Robotics research at present is aiming to support a wide array of different applications, but the biggest issue with this is adaptability. “The hardest part is the flexibility that we demand from robots and that development of policies for robots that can adapt to a wide range of circumstances,” Ewing says.

In scenarios like search and rescue, the focus is on the ‘planning’ rather than state estimation or control, as this flexibility is paramount for situational adaptability. You can’t plan ahead in these circumstances, thus the development of policies that can adapt to a wide range of different scenarios is key.

Whilst Ewing’s current approach using the Vicon motion capture technology makes some of what he is doing not readily transferable to the real world immediately, the key is that it is improving the process of getting to that ‘application to the real world’ phase. As Ewing puts it: “If everybody had to work on state estimation and control algorithms and that side of things, we wouldn’t actually ever be able to work on the stuff that actually makes it applicable to the real world.
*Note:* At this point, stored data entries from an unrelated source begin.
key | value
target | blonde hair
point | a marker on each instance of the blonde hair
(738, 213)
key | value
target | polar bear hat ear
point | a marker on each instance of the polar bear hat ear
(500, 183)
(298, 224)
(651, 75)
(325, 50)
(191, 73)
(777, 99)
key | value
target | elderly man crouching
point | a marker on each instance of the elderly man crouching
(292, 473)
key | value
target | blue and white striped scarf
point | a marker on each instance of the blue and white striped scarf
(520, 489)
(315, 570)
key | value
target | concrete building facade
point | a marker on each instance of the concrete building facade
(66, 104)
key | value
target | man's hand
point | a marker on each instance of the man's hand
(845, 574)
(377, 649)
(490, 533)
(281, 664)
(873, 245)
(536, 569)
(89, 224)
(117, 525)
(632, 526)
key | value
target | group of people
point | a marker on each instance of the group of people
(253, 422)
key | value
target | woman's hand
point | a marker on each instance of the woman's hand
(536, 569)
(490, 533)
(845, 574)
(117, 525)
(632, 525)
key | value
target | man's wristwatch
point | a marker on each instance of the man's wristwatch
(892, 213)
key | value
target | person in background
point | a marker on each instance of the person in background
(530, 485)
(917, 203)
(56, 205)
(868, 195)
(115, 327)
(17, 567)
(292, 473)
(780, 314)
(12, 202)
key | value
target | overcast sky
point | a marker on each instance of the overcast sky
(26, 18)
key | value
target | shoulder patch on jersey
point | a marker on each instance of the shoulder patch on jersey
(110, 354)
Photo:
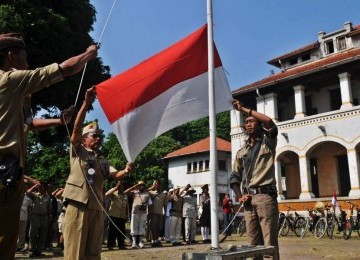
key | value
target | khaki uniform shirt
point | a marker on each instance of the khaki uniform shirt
(119, 205)
(140, 202)
(263, 172)
(41, 203)
(15, 86)
(77, 188)
(158, 202)
(177, 203)
(189, 207)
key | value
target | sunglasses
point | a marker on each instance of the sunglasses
(95, 135)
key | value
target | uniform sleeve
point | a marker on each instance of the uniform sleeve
(25, 82)
(236, 174)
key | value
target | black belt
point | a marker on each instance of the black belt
(268, 189)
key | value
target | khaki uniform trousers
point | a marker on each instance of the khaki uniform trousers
(175, 228)
(262, 215)
(190, 228)
(10, 203)
(83, 230)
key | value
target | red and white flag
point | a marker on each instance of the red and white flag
(162, 92)
(334, 201)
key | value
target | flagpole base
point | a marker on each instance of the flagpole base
(354, 193)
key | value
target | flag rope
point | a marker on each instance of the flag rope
(97, 199)
(98, 44)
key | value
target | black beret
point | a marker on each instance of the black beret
(11, 40)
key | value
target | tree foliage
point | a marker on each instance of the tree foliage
(54, 31)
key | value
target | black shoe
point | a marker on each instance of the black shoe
(35, 254)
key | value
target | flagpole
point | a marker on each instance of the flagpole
(212, 130)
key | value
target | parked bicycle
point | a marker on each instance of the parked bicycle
(310, 222)
(333, 221)
(352, 223)
(287, 222)
(239, 224)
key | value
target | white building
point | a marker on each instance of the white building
(314, 100)
(190, 165)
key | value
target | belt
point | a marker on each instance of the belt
(260, 190)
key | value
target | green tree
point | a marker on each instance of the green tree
(54, 31)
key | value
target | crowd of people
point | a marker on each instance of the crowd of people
(153, 213)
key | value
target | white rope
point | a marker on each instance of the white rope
(93, 192)
(98, 44)
(224, 230)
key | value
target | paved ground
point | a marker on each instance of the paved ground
(291, 247)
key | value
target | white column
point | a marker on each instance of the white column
(305, 178)
(261, 104)
(345, 88)
(271, 109)
(236, 132)
(278, 180)
(299, 101)
(354, 173)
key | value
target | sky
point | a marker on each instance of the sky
(247, 33)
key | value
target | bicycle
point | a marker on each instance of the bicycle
(326, 224)
(310, 222)
(351, 222)
(287, 222)
(239, 224)
(334, 221)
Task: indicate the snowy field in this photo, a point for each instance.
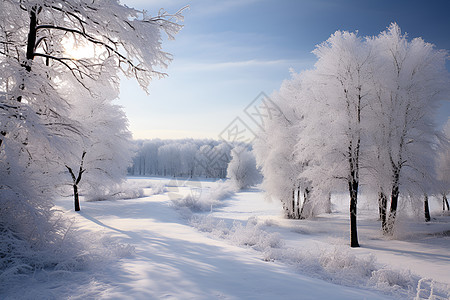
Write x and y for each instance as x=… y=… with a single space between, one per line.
x=199 y=240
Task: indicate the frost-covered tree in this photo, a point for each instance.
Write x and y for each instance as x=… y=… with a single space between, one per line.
x=443 y=166
x=99 y=161
x=412 y=80
x=332 y=137
x=276 y=156
x=39 y=65
x=242 y=168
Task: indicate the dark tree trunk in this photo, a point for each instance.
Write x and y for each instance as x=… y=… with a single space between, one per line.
x=76 y=198
x=426 y=209
x=445 y=202
x=304 y=204
x=353 y=188
x=394 y=202
x=76 y=180
x=382 y=202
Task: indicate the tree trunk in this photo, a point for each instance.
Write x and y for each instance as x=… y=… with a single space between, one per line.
x=304 y=204
x=394 y=202
x=76 y=198
x=426 y=209
x=353 y=188
x=76 y=180
x=445 y=202
x=328 y=208
x=382 y=202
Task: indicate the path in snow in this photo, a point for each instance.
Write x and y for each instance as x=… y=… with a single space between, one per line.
x=174 y=261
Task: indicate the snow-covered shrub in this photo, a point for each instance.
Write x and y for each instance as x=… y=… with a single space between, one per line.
x=242 y=169
x=250 y=234
x=115 y=192
x=206 y=200
x=158 y=188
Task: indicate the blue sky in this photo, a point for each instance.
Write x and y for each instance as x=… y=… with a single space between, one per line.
x=229 y=51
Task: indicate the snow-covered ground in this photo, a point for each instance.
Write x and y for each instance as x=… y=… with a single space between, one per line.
x=240 y=248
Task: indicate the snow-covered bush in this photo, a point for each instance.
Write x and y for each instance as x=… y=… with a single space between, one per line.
x=207 y=199
x=250 y=234
x=242 y=169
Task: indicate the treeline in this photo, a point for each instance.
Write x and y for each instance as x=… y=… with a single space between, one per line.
x=181 y=158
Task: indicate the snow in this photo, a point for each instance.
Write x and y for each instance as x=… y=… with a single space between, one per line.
x=240 y=249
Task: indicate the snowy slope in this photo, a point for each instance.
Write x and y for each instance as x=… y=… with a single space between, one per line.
x=174 y=260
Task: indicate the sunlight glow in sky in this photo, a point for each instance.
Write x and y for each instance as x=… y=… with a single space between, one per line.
x=229 y=51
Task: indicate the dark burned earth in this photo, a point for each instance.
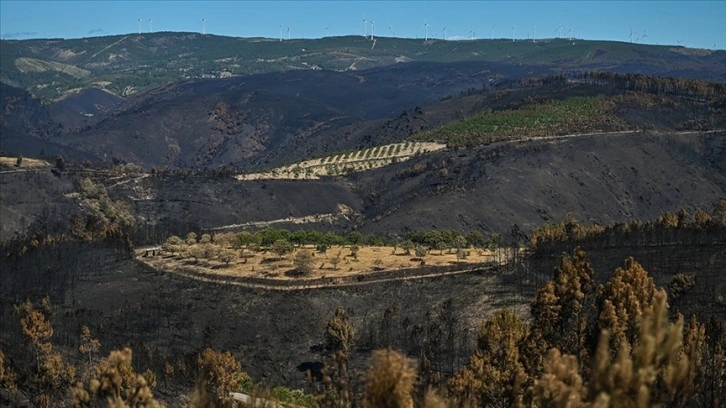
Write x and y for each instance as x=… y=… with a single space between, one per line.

“The fact we have this Vicon system means that we get to work on the high-level challenges, rather than being bogged down on the lower-level side of robotics.”

Looking ahead

Looking to the future, Ewing is optimistic for motion capture in robotics, especially within research and accessibility. For the most part, from a precision and latency standpoint, the technology is there. Whilst the limitation is no longer the camera system, the problem shifts to the radio side. Ewing explains that it is the radio becoming overwhelmed which is the limiting factor in this approach, so that is what needs to be addressed moving forward.

Yet, even now, the key next step will be getting this technology into as many hands as possible to accelerate research efforts in all sorts of different fields that are applicable to the real world. “For the future, we just want other people to have it, because it’s a very impactful technology for research,” concludes Ewing.